Each of these classes has people who have dreamt of becoming doctors: people whose parents are struggling to find the countless fees medical school makes us pay; people who are struggling on their own to both provide and still maintain academic success; people whose eyes light up to learn; people who have found lifelong bonds in this school. All of this destroyed with a single wave of the hand. The people bestowed with the honor of tending to academic institutions continue to hack at them with no care or respect. What are we really doing as a country?
The Broader Problem
There is a gross lack of medical personnel in this country, and this lack is even worse for dentists. According to the NDA, the ratio of dentists to patients in Nigeria is one dentist for every 54,000 patients, which is a disturbing distance from the WHO-recommended ratio of one dentist for every 5,000 patients. A combination of insufficient training facilities, brain drain to other countries, and occupational burnout means that this will only get worse.
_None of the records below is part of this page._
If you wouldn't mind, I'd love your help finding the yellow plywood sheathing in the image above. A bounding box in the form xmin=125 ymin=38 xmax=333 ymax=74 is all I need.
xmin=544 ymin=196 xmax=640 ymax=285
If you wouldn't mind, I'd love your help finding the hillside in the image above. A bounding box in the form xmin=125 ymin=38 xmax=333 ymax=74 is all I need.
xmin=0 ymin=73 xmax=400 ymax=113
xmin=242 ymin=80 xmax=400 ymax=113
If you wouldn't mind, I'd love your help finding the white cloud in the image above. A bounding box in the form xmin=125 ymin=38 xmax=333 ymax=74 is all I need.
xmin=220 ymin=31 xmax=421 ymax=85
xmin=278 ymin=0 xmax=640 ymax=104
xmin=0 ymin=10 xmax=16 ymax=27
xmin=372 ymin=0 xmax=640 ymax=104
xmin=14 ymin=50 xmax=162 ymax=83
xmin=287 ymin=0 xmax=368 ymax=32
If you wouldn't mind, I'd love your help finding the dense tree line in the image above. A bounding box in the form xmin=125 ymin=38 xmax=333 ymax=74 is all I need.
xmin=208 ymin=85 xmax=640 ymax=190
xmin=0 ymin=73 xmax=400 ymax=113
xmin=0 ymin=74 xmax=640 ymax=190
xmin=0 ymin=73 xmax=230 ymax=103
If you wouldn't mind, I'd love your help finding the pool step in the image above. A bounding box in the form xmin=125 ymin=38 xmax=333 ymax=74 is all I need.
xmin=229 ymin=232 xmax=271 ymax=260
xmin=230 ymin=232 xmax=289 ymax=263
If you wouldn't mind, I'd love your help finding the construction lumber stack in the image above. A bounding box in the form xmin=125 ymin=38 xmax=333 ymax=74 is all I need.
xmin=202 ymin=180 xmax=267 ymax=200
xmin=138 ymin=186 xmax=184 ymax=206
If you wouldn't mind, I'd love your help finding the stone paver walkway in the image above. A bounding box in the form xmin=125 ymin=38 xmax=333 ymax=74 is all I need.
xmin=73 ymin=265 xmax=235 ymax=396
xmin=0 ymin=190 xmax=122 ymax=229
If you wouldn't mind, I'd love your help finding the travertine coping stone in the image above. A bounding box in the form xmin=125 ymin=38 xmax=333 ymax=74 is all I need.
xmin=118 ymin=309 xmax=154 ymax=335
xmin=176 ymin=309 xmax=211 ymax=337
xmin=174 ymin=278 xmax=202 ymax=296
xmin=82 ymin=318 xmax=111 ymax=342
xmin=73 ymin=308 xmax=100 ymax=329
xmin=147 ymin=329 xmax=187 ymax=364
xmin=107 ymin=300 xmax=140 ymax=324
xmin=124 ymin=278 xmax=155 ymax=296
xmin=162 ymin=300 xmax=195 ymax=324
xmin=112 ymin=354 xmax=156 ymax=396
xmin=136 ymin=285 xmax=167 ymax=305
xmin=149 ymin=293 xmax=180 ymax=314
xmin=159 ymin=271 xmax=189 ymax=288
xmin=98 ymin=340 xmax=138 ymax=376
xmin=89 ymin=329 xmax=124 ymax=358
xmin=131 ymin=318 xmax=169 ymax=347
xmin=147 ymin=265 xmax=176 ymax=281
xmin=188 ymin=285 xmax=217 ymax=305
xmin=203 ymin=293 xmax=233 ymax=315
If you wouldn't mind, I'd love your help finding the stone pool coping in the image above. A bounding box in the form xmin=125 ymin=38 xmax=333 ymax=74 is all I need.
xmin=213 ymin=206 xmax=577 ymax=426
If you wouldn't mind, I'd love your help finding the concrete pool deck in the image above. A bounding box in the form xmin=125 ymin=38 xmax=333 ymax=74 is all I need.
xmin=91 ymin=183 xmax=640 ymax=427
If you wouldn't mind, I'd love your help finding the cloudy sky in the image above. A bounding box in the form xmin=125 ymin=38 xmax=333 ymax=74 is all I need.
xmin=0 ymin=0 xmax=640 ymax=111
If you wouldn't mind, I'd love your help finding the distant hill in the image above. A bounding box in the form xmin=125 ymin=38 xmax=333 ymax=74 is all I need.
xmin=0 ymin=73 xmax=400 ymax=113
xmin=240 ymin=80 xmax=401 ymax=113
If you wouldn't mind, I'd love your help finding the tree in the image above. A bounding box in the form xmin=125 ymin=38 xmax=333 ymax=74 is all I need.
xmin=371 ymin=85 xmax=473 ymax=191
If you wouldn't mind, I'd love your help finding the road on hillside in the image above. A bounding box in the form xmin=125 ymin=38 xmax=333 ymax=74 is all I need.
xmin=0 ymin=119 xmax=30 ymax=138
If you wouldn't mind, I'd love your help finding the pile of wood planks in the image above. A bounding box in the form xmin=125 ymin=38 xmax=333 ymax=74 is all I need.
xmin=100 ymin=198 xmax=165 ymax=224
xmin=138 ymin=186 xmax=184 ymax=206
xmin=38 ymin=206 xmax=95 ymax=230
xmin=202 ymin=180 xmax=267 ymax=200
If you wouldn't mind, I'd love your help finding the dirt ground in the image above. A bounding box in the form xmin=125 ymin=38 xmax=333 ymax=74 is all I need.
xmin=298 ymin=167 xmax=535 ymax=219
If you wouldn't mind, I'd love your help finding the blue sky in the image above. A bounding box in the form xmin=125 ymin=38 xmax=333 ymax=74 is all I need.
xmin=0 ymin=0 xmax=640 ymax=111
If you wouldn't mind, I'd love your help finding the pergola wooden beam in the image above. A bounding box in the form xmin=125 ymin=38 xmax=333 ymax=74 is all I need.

The general idea about dentists within and outside the medical community is interesting, to say the least. There’s a quiet disregard for the occupation, often manifesting in at best snide comments and at worst structural exclusion.
I am not here to argue about the validity and importance of dentists. I chose this profession, and defending it to ignorant people is a waste of time that can be used to become even better – I can think of five things off the top of my head that I want to learn. This broader issue cannot be resolved by simply papering over it; we cannot put band-aids on gaping wounds. The people who have sat on numerous councils and boards related to dentistry, who have the power to define policy, should get to it because a fire is burning in their homes, and it will only get worse.
The Stakes
The Faculty of Dentistry at the University of Calabar is at risk of being dismantled, its students packaged and thrown around the country to places unwilling to take them, despite the promises made by the vice chancellor and the provost of the medical college. If we watch this inhumane act happen now, what will be the next thing we let happen?
Each class of my faculty has put forth a solution to their unique problems, and I implore the provost, the vice chancellor, and even the country to listen to them because a transfer will cause financial, emotional, and academic damage to an already broken profession. What message is being passed to the future dentists who might want to apply to the University of Calabar? That they can wake up one day and be students of the University of Port Harcourt or Lagos, or Maiduguri, just because the school says so.
In 2015, the year I graduated from secondary school, I filled the future ambition section of the graduating class page of the school magazine with “dentist.” I’ve always known what I wanted to be, and the rest of my faculty and I must realize our dreams at the University of Calabar despite the school’s failings and shortcomings.
The provost said in his closing remarks, “all of you will be dental surgeons,” and now I will amend that quote: all of us will be dental surgeons who graduated from the University of Calabar. This is not just about our individual dreams; it’s about the future of dental care in Nigeria and the integrity of our educational system. The question now is whether those in power will choose to build bridges or burn them down.